# Mobile Marines aka "Hit and Run"



## lich (Sep 2, 2008)

Hello I've finally decided to attempt to start an actual army. Last time I tried to start a Necron army but gave up, after realizing that the necron army wouldn't of been the army for me. I then moved on to study the Eldar, I loved the eldar and all its aspects, MOBILITY was the key concept I was seeking in an army. However after looking at the army I want and the actual budget I have. I then gave up on eldar and went for the generic space marines.

So now that I'm doing space marines I'm looking through the codex and to my very suprise Space Marines seem to have decent mobility (at least in the codex). My basic plan is now to make a super mobile Space Marine army. I decided on the chapter White Scar which seems well suited to the kind of army I am to make. any advice? What sort of weapons should I use close range? Or long range. I want an army thats good for casual play, but I do like to win :mrgreen: The Librarian's through the warp ability sounds quite useful for mobility.


----------



## techwitch (Nov 6, 2009)

Hmm, what do you think about drop pods? Or are you going more for the on the field moblity? Oh and dont underestimate the usefulness of landspeeders, they may be fragile but its basicly a fast flying gun platform. Ive done some damage with mine.


----------



## lich (Sep 2, 2008)

I was thinking on field mobility but drop pods sound good. Land speeders eh? Sounds like something to look in. One of the things I'm trying to figure out is what weapons are better for Jump Infantrymen because, I thnk nearly everything is going to have those packs. are motorcycles worth it? It sounds like they can easily be hindered for fast moving unit


----------



## techwitch (Nov 6, 2009)

Oh by Khorne no... Bikes rock, try a chaplin on a bike, not only do you get balls to the walls speed (turbo boosters) but a heavy melee unit who can reroll misses thanks to his litanies of hate ablity with the added bonus of a twin linked bolter if he has to shoot. Pair him up with a squad and just have them rush for the heart of the army. dont take stuff like plasma guns or anything on that really, havent seen much tactical use for them on bike.


----------



## Asmodeun (Apr 26, 2009)

Small devastator squads in rhinos, two plasma cannons in each. Nut infantry and hurt light vehicles from the relative safety of a tank!
Also Bikes are faster than tanks and assault squads are decent. Vanguard Veterans can take a silly amount of special weapons too, as far as I know.


----------



## Rye (Sep 22, 2009)

That sounds so _badass_. A Chaplain... _on a bike_.

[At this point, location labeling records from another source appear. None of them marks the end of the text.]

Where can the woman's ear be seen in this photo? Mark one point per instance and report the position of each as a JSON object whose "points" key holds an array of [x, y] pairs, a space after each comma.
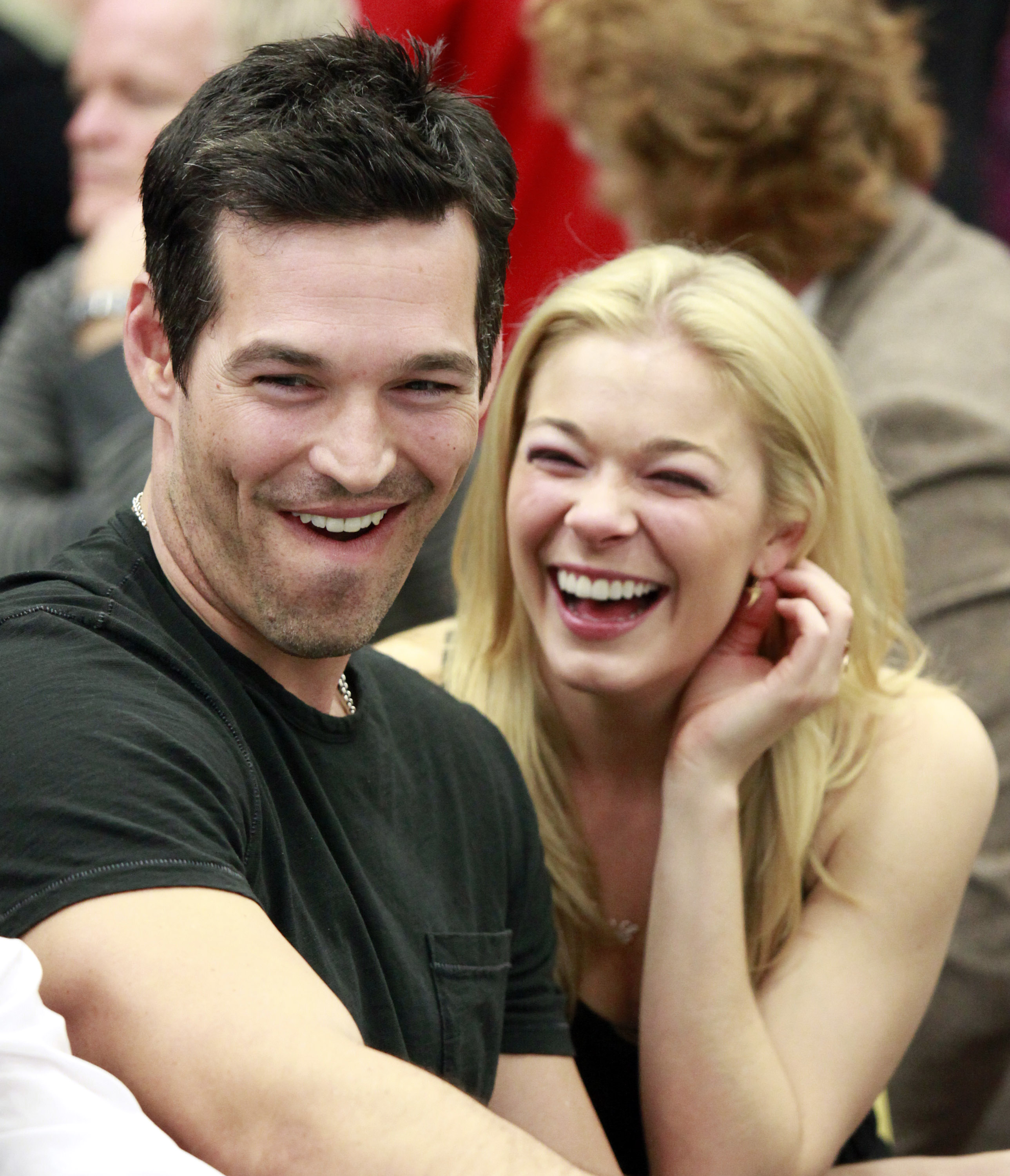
{"points": [[779, 550], [146, 351]]}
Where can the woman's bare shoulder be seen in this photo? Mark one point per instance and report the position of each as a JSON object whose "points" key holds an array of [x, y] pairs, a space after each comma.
{"points": [[929, 781], [932, 735]]}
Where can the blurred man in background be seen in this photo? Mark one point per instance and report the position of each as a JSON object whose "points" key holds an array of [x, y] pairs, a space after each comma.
{"points": [[796, 131], [74, 440]]}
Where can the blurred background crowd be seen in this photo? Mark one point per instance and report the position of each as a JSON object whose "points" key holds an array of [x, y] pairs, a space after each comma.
{"points": [[847, 145]]}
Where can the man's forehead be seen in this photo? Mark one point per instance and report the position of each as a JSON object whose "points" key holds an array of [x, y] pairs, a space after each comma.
{"points": [[413, 284]]}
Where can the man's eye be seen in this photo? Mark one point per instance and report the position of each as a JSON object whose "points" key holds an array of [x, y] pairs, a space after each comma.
{"points": [[285, 381], [430, 386]]}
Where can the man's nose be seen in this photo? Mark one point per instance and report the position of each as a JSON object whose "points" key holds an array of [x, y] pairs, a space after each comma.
{"points": [[94, 120], [604, 511], [355, 448]]}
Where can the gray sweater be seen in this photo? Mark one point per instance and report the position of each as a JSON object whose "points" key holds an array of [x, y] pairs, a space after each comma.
{"points": [[74, 437], [922, 325], [76, 447]]}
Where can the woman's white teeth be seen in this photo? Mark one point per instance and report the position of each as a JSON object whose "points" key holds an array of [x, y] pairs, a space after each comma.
{"points": [[326, 524], [602, 590]]}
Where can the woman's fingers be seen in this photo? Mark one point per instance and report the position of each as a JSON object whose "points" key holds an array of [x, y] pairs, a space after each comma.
{"points": [[811, 584]]}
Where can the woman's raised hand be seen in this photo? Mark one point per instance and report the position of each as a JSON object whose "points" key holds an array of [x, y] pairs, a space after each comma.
{"points": [[738, 702]]}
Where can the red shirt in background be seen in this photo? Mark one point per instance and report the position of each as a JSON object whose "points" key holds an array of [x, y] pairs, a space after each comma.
{"points": [[559, 230]]}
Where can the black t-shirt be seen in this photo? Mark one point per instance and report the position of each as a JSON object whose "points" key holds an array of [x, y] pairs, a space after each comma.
{"points": [[397, 849]]}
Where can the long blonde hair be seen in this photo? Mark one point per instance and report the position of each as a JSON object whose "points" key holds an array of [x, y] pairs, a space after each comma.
{"points": [[780, 372]]}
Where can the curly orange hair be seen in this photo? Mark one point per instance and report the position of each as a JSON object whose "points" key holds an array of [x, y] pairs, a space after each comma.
{"points": [[776, 127]]}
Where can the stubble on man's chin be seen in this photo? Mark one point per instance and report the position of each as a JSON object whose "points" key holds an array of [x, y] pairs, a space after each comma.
{"points": [[303, 625]]}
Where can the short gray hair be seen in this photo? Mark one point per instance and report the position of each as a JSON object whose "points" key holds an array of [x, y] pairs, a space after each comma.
{"points": [[248, 23]]}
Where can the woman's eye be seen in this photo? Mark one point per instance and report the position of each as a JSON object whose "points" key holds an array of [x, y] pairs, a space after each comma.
{"points": [[546, 456], [679, 479]]}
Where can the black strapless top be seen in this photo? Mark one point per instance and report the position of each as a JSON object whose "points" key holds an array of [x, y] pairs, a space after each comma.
{"points": [[609, 1069]]}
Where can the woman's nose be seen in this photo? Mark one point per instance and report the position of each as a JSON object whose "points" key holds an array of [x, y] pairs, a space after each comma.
{"points": [[602, 512]]}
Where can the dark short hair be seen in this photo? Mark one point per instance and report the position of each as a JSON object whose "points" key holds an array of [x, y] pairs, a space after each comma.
{"points": [[350, 130]]}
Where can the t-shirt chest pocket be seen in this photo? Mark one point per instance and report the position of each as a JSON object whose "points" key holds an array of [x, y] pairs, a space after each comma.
{"points": [[471, 975]]}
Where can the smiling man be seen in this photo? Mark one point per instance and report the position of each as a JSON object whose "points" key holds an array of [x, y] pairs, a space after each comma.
{"points": [[296, 902]]}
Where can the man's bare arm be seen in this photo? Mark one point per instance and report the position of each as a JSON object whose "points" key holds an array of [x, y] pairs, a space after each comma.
{"points": [[237, 1048]]}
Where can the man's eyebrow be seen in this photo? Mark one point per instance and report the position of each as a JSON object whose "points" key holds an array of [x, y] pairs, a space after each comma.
{"points": [[427, 361], [441, 361], [656, 448], [261, 352]]}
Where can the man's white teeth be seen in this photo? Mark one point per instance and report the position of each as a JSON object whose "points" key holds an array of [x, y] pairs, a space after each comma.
{"points": [[326, 524], [602, 590]]}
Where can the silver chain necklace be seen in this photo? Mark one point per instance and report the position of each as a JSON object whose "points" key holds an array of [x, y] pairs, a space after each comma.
{"points": [[341, 685]]}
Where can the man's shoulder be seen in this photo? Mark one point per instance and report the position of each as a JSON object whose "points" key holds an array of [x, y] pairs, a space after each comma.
{"points": [[407, 691], [92, 578]]}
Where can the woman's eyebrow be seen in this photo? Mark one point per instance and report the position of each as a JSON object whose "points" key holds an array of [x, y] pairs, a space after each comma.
{"points": [[655, 448]]}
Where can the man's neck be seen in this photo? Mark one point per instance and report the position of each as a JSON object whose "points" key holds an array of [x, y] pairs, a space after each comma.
{"points": [[316, 681]]}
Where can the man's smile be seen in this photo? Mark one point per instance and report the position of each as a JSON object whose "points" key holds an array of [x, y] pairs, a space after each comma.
{"points": [[341, 526]]}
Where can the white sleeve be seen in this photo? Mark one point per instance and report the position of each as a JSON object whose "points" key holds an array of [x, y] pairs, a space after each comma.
{"points": [[60, 1115]]}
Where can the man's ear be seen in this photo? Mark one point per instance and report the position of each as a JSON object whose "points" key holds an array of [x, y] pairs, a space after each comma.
{"points": [[779, 550], [146, 350], [488, 394]]}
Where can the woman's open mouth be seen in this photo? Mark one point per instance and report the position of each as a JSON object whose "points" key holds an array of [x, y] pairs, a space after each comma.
{"points": [[604, 604]]}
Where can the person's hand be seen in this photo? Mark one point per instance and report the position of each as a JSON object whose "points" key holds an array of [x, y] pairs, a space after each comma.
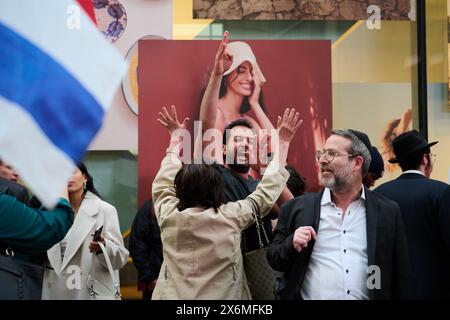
{"points": [[302, 236], [288, 125], [95, 247], [170, 120], [253, 100], [223, 59]]}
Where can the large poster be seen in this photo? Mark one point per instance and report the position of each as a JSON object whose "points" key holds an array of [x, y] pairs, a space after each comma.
{"points": [[297, 73]]}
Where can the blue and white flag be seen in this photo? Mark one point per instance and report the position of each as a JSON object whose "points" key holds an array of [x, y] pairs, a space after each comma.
{"points": [[58, 75]]}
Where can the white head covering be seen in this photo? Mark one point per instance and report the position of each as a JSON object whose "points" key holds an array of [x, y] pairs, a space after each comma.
{"points": [[241, 51]]}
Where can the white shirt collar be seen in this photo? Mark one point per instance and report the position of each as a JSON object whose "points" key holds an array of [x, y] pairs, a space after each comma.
{"points": [[326, 197], [413, 171]]}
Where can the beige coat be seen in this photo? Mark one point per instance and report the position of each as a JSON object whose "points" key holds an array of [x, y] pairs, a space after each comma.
{"points": [[68, 276], [201, 248]]}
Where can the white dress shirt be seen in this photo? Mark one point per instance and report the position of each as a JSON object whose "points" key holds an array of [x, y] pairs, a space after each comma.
{"points": [[338, 265]]}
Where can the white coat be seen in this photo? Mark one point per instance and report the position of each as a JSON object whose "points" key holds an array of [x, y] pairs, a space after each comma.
{"points": [[66, 277]]}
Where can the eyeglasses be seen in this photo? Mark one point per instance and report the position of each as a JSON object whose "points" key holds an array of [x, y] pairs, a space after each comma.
{"points": [[330, 155]]}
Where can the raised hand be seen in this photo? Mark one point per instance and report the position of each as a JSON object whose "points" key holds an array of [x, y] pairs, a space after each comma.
{"points": [[288, 125], [170, 120], [223, 59]]}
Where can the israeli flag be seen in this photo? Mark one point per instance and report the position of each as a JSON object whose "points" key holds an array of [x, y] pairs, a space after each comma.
{"points": [[58, 75]]}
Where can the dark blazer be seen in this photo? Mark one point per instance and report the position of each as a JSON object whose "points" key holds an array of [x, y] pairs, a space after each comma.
{"points": [[14, 189], [386, 245], [427, 226], [31, 230]]}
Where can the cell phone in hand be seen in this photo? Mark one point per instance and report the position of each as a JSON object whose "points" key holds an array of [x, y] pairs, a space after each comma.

Go for Rhinos and Land Raiders. If you want to include Assault Marines, maybe a small 5-man squad will do, because they're Fast Attack choices, and Land Speeders can be more effective sometimes. Don't neglect your Devastators.

Grab a Dreadnought and a tactical squad, throw them in some Pods, and make a mess on your enemy's gunline on the first turn. (Just hope you don't go first! )

Don't be fooled with the Vanguard Veterans. They're badass, but only because they can have said "ridiculous amount of special weapons".  You have to buy their jump packs separately, and their special rules only work if they have said jump packs. (Pulling this from memory, forgive if inaccurate.) That being said, they're effective nonetheless.


----------



## lich (Sep 2, 2008)

Now I'm stuck on HQ choices my First HQ will be the badass Khrone. He does get a legendary bike or sumthing. Now my 2 HQ should I do Chaplain or a Librarian I orginal was going to do librarian but everyone seems to be leaning torwards chaplain


----------



## godzy (Jun 5, 2008)

lich said:


> Now I'm stuck on HQ choices my First HQ will be the badass Khrone...


GULP!
I wish I could have a chaos god instead of my captain:biggrin:

you ment Kor'sarro Khan. the problem with the bike, is that it makes him good only by himself- but his rules make him be worth much more if he in a unit thats dedicated to assault. I'm just going to try him out with 5 terminators - 2 TL LC and three TH / SS in a DT LR. outflanking termis! I also added cassius for the pawneg effect. more on the fun-destruction, all-too-many eggs in one basket side then tournament. but scary.


----------



## liforrevenge (Oct 6, 2009)

It really sounds like a blood angels army would suit you. I mean, they don't use the standard SM codex, but it is a free download.
They can be mobile in different ways from bike armies (which I have never been a fan of)
For one, they can take Assault Marines as troops choices. those assault marines can either have jump packs, or be in Rhinos. Blood angels rhinos are special, they get Over Charged engines which means they can move fast (usually)
So if you want Mobility AND assault (my dream is an army composed of only jump pack marines... and some Baal Preds of course) Blood Angels could be for you.

However, if you are already set on white scars (as you probably are), go for it... I'm just not a fan of bikes

(sorry this isn't really constructive )


----------



## lich (Sep 2, 2008)

godzy said:


> GULP!
> I wish I could have a chaos god instead of my captain:biggrin:


Oh geeze, whoops, it would be awesome despite the lacking of logic :shok:



liforrevenge said:


> It really sounds like a blood angels army would suit you. I mean, they don't use the standard SM codex, but it is a free download.
> They can be mobile in different ways from bike armies (which I have never been a fan of)
> *For one, they can take Assault Marines as troops choices. those assault marines can either have jump packs, or be in Rhinos. Blood angels rhinos are special, they get Over Charged engines which means they can move fast (usually)
> So if you want Mobility AND assault (my dream is an army composed of only jump pack marines... and some Baal Preds of course) Blood Angels could be for you.*


I will now start looking at that codex, maybe this is what I want but we will see.


----------



## mrrshann618 (Jun 6, 2008)

Don't forget about Ravenwing, the Dark Angels special "mounted" army.
Alot of bikes and speeders, and that nasty Samiel guy


----------



## techwitch (Nov 6, 2009)

Go with the chaplain, ive taken out alot of dudes with that guy, just turbo boost the first turn then move 12 and assault the second, hes hard to hit both because of the turbo boost and his own armor and invuln saves.


----------



## sooch (Nov 25, 2008)

If you want mobility, play an SM biker army. Take a biker captain and tooled up command squad, and take full squads of bikers with multimelta attack bike upgrades.


----------